Emission impossible? Not any more. Soon we’ll know which cars REALLY are the cleanest
Emissions are something most of us will consider to one degree or another when selecting our next car. Whether that’s because we want to minimise the amount of tax we pay or for more environmentally friendly reasons, what comes out of the tailpipe is important.
But how do we know exactly what is being emitted?
Scenes likes this will soon be a thing of the past
Until now, we’ve had to go by what car companies tell us with their official figures. Of course, those numbers have taken a serious knock in credibility in the wake of the Volkswagen diesel scandal. That’s why the Mayors of London and Paris have got together to reveal an on-going emissions scoring system for residents of their respective cities.
Announced at the C40 Air’volution event in Paris, a database of all the gasses that emerge from car exhausts will be created. From there, this information will be available to all drivers so they can establish which cars are the cleanest and which are the worst.
It’s set to go live in the autumn and will be a free-to-access tool that Mayor Sadiq Khan says is there to address the consequences of official emissions testing. According to the Air’volution event, official tests underestimate the effects of ‘on-road’ driving which has led to some cars producing 12 times as much nitrous oxide on the road than in the laboratory.
Sadiq Khan at the Air’volution event
This database is the first major step towards the introduction of the Real Driving Emissions (RDE) tests set to come into force in 2021. Even then, car makers will have a period of grace where their products will be allowed to exceed the limits by up to 50%.
British company Emissions Analytics already measures real-world vehicle emissions and has compiled its own independent statistics. Nick Molden, CEO and founder of the company, says: “Both the Mayors of London and Paris have identified that vehicle emissions in the real world are a major contributor to the current air quality issue.
“This validates the work of Emissions Analytics, which has been recording on-road vehicle emissions for six years.

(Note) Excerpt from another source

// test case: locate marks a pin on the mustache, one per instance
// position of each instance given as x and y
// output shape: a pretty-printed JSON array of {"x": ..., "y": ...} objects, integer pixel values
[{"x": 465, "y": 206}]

We are delighted that both cities will be using our data to help inform consumer decisions.”
The current New European Drive Cycle (NEDC) is unfit for purpose
So, before long, we will be able to find out just how clean or otherwise many new cars are when driven in a normal fashion instead of being hooked up to sensors in test conditions. This begs the questions of why bother with the official tests at all if they cannot be trusted to be accurate.
Taking the subject of cheat devices out of the equation, as we cannot account for those who seek to circumvent legislation here, the official tests work in one simple way. That is they provide a level playing field where all cars are tested in the same way and in the same conditions, which means we can draw some comparisons between different models.
However, this is also where the mandated tests fall flat as there are so many variables that dictate how much pollution is emitted from a vehicle’s exhaust.
How we drive dictates our emissions
For example, the tests used at present were devised in the 1980s when vehicle emissions were a minor concern. The procedures and outcomes now are simply not fit for purpose as car design has changed so radically in the intervening 30 years. Now, most cars have air conditioning, heated rear windows and many other electrical features that can be switched off in a test to give the best result.
Yet we all use these functions every day and they put more demand on the engine, which in turn creates more emissions.
There is also the variability in driving styles between different users, even when they are in identical cars or even the same car shared by more than one driver. Not only are there personal fluctuations in how we drive, there are also environmental changes that have altered how cars perform in the real world compared to 30 years ago.
Congestion continues to grow and put a strain on things
For instance, congestion has grown in almost every major urban area so we spend more time stationary in the car than ever before. As not every car has a stop-start system fitted, and not every driver makes use of it, we cannot say if this has been countered by improved technology.
There are also more company vehicles on the road of all types and many have their fuel paid for by an employer, so the person driving the car or van or truck may well not be so concerned about using it in the most efficient manner. And then there’s the huge rise in the number of diesel-powered cars on the roads due to previous government incentives to swap to this fuel.
So, as you can see it’s far from clear-cut when trying to work out the emissions of a car in a laboratory compared to what actually comes out of the exhaust when it’s being driven by a human.
PHEVs like the Mitsubishi Outlander can only do so much
For us, the people who lease cars and use them every day, the new information that will be available soon from the offices of the London and Paris Mayors will be invaluable. This gold dust data will help us to make far more informed choices about the cars we decide to pay for and use every day.
It may also have an impact on the amount we pay as leasing companies and car makers will be watching the results even more keenly than you and I. Should a car prove to be noticeably better or worse than the claims from its manufacturer, it could spell success or ruin for its sales prospects.
Of course, we must bear in mind that this new data will be taken in a city environment, so there is the chance it will be skewed to a small degree because of the geographical location of the measurements.
Even so, this is a much better way to decide which cars are the cleanest and which are the most polluting, especially as cars tend to be at their environmental best when on the open road of a motorway.
An independent, repeatable and broad-based set of facts and figures is to be welcomed, particularly when it will be readily available to all drivers so we can make the right decisions on our next vehicle choice.